Notas:

4.9.12

LOS REYES Y LA AUTORIDAD REAL

     Cuando los reyes son buenos, ello se debe al favor de Dios; pero cuando son malos, al crimen del pueblo. Como atestigua Job, la vida de los dirigentes responde a los merecimientos de la plebe: «Él hizo que reinase un hipócrita a causa de los pecados del pueblo». Porque, al enojarse Dios, los pueblos reciben el rector que merecen sus pecados.
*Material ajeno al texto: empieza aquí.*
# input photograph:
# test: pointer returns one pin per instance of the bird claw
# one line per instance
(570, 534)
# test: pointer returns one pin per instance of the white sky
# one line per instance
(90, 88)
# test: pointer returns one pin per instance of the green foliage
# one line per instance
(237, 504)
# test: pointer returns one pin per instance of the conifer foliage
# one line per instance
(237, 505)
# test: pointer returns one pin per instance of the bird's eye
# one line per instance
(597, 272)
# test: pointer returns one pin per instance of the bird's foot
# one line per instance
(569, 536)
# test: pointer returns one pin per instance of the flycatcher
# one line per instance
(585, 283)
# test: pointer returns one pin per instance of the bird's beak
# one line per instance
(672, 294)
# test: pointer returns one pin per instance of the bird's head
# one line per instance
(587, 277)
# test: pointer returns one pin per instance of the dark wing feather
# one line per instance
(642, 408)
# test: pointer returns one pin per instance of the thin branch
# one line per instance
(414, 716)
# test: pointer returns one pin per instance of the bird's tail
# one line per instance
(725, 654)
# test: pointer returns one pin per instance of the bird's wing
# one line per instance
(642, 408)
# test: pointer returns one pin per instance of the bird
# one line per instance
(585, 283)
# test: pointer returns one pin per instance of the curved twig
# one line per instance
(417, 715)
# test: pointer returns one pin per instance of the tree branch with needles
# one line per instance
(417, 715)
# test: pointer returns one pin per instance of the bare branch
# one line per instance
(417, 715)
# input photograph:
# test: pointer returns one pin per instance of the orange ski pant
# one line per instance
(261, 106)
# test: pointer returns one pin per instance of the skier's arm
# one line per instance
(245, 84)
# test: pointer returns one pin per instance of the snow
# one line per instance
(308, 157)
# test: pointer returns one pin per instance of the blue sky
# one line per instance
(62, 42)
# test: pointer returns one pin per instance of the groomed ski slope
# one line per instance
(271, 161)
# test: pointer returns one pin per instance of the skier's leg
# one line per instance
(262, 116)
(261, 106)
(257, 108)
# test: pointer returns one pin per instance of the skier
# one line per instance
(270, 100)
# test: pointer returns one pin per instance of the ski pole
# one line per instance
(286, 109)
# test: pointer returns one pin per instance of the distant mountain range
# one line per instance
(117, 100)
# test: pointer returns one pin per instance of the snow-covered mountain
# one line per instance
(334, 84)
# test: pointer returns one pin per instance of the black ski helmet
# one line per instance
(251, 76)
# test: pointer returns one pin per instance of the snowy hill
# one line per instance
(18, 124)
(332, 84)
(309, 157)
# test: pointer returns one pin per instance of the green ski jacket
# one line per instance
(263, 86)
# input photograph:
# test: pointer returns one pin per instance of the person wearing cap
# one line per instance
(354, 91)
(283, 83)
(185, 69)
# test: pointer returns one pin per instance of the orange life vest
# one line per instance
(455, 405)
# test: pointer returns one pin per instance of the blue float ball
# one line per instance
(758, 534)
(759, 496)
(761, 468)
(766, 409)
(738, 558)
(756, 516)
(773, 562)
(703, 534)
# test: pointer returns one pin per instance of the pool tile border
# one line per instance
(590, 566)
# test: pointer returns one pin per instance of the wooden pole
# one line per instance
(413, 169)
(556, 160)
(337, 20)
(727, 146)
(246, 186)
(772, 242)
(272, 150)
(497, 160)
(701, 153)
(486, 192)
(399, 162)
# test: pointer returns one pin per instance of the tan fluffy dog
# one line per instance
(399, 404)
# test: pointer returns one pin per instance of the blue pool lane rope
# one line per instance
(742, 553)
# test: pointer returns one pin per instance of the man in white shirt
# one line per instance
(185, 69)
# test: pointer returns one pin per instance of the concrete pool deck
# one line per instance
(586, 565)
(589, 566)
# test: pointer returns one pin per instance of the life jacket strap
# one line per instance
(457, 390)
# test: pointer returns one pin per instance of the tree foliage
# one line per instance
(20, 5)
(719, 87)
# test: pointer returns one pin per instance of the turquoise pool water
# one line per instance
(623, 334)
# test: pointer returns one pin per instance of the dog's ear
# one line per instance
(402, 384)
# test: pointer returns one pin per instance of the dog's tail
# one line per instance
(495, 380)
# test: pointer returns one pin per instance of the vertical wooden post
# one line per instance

A veces hasta los reyes mudan de conducta a causa de las maldades del pueblo, y los que antes parecían ser buenos, al subir al trono, se hacen inicuos.
     El que usa debidamente de la autoridad real de tal modo debe aventajar a todos que, cuando más brilla por la excelencia del honor, tanto más se humille interiormente, tomando por modelo la humildad de David, que no se envaneció de sus méritos, sino que, rebajándose con modestia, dijo: «Danzaré en medio del desprecio y aún más vil quiero aparecer delante de Dios, que me eligió».
     El que usa rectamente de la autoridad real, establece la norma de justicia con los hechos más que con las palabras. A este no le exalta ninguna prosperidad ni le abate adversidad alguna, no descansa en sus propias fuerzas ni su corazón se aparta de Dios; en la cúspide del poder preside con ánimo humilde, no le complace la iniquidad ni le inflama la pasión, hace rico al pobre sin defraudar a nadie y a menudo condena con misericordiosa clemencia cuanto legítimo derecho podría exigir al pueblo.
     Dios concedió a los príncipes la soberanía para el gobierno de los pueblos, quiso que ellos estuvieran al frente de quienes comparten su misma suerte de nacer y morir. Por tanto, el principado debe favorecer a los pueblos y no perjudicarles; no oprimirles con tiranía, sino velar por ellos siendo condescendientes, a fin de que este su distintivo del poder sea verdaderamente útil y empleen el don de Dios para proteger a los miembros de Cristo. Cierto que miembros de Cristo son los pueblos fieles, a los que, en tanto les gobiernan de excelente manera con el poder que recibieron, devuelven a Dios, que se lo concedió, un servicio ciertamente útil.

SAN ISIDORO, «Sentencias», 1.3, C. 48-49. Ed. y trad. J. Campos e I. Roca, «San Leandro, San Fructuoso, San Isidoro», B. A. C., 321, Madrid, 1971, pp. 495-497.